I'm replying to Van Snyder because one of his paragraphs makes me unsure
of what should happen in F95.
As in much of the previous discussion, I programmed on IBM machines back
in the 1960's where we overlayed COMMON and routines.
> This may be confusing because, although true, the passage you quote from
> the LF95 manual, is only half of the story. The important distinction is
> "can" instead of "does".
>
> Common variables are allowed to become undefined if no scoping unit that
> accesses the common block is in execution. So if the main program calls
> A and A calls B, and A and B declare the same common block, but don't give
> it the SAVE attribute, and it's not declared in the main program, the values
> defined in it by A and B remain defined until A returns to the main program.

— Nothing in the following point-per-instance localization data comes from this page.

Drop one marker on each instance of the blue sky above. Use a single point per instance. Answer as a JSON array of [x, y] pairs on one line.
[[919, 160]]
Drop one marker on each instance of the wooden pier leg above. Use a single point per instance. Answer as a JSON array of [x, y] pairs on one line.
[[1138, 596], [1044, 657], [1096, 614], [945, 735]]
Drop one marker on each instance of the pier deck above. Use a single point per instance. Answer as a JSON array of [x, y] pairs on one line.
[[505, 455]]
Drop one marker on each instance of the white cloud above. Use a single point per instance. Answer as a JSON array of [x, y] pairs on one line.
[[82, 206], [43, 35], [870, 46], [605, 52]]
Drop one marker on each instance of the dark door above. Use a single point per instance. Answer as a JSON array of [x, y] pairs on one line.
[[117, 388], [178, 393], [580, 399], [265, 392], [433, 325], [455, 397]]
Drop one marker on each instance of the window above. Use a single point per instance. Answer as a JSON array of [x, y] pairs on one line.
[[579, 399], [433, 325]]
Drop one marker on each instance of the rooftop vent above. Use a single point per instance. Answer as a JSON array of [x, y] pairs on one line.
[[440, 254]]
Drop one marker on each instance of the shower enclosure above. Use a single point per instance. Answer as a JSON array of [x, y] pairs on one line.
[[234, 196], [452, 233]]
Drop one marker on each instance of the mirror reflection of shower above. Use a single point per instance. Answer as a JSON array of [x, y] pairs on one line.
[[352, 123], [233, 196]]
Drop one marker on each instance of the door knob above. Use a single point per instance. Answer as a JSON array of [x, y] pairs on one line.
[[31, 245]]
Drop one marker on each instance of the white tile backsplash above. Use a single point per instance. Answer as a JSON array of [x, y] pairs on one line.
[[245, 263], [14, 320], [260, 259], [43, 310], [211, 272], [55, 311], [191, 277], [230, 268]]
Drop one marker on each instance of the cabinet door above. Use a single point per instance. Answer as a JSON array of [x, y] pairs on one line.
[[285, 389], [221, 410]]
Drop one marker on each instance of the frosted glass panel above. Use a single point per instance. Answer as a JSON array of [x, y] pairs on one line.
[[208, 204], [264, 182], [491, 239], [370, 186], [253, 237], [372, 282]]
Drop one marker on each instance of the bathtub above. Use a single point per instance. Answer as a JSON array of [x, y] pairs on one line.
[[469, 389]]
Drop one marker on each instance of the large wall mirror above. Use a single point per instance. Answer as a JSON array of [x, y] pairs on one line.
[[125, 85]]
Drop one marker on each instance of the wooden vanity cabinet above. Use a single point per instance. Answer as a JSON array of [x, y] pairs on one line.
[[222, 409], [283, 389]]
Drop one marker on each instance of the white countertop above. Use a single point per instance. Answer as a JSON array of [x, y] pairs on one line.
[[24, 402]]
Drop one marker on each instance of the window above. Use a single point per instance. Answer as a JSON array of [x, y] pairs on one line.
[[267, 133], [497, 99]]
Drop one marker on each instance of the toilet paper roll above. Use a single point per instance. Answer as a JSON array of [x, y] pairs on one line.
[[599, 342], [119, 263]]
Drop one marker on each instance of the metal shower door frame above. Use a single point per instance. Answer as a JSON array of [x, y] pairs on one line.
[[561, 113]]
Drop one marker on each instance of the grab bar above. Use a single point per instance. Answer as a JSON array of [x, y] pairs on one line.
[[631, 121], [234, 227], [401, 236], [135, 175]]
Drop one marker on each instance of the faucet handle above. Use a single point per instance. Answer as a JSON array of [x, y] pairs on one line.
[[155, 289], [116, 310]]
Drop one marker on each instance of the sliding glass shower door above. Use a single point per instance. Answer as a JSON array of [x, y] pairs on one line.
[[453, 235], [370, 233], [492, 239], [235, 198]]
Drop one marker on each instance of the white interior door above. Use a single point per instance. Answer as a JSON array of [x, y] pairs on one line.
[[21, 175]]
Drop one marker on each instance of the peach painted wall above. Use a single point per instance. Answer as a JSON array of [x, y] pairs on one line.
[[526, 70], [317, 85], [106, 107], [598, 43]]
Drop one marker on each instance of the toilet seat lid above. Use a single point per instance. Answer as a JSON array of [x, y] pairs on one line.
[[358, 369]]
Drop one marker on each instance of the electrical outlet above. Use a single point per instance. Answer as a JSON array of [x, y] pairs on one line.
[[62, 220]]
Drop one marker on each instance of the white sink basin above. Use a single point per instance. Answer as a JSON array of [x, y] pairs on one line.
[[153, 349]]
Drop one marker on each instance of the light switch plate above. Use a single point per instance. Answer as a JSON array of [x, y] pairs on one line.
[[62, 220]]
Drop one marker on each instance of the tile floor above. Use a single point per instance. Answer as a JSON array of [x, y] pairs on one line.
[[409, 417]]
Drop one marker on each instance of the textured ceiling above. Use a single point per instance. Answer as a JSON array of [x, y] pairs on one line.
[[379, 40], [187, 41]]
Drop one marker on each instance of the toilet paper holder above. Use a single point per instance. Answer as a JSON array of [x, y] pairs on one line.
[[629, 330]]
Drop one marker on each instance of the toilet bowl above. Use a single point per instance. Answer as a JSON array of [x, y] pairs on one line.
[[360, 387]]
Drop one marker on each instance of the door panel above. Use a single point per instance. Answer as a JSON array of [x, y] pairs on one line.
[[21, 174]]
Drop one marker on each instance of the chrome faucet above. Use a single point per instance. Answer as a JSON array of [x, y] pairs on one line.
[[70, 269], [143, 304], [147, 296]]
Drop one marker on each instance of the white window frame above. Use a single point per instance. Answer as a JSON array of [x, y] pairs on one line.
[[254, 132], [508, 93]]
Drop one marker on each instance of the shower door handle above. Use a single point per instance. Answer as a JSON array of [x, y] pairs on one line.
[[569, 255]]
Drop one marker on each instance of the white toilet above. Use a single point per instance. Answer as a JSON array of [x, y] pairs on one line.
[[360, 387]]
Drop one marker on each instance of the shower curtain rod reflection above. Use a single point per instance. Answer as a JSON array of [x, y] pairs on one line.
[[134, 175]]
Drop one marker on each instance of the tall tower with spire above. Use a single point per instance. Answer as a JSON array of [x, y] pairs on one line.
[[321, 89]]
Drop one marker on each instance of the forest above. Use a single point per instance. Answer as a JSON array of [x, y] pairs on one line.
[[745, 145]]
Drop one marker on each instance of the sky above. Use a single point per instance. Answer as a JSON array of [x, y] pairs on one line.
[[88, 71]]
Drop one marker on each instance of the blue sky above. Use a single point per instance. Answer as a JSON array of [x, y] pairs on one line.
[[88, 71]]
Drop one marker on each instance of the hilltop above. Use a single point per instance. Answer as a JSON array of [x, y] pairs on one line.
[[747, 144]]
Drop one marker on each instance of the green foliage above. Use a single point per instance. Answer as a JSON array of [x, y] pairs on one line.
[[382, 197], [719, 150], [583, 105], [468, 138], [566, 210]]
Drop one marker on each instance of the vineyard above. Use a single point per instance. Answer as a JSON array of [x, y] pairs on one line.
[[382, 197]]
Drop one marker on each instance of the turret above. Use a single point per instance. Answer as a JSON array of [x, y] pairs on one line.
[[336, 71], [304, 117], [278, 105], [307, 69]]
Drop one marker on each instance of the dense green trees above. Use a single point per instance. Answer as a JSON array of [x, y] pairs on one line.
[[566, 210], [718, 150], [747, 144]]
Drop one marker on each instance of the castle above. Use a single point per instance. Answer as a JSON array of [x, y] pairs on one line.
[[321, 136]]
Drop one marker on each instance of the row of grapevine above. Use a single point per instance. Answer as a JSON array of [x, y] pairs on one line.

> At that instant the processor is permitted to undefine the varables in the
> common block. It IS NOT allowed to undefine the common variables when B
> returns because A is still "in execution."
>
> If a variable becomes storage associated with another variable that has
> different type -- either by equivalence or common, assigning to one causes
> the other to become undefined, atleast in the sense that the value has a
> meaning defined by the standard.
>
> The same story holds for module variables.
I've left all of the above in, but know wonder if my understanding is
correct. I believe that in F95, any local variable declared with data,
either on the type declaration or in a DATA statement is "saved". What
happens with COMMON declared in BLOCK DATA routines? Are they assumed
declared at the highest level, or at teh level in which they first appear?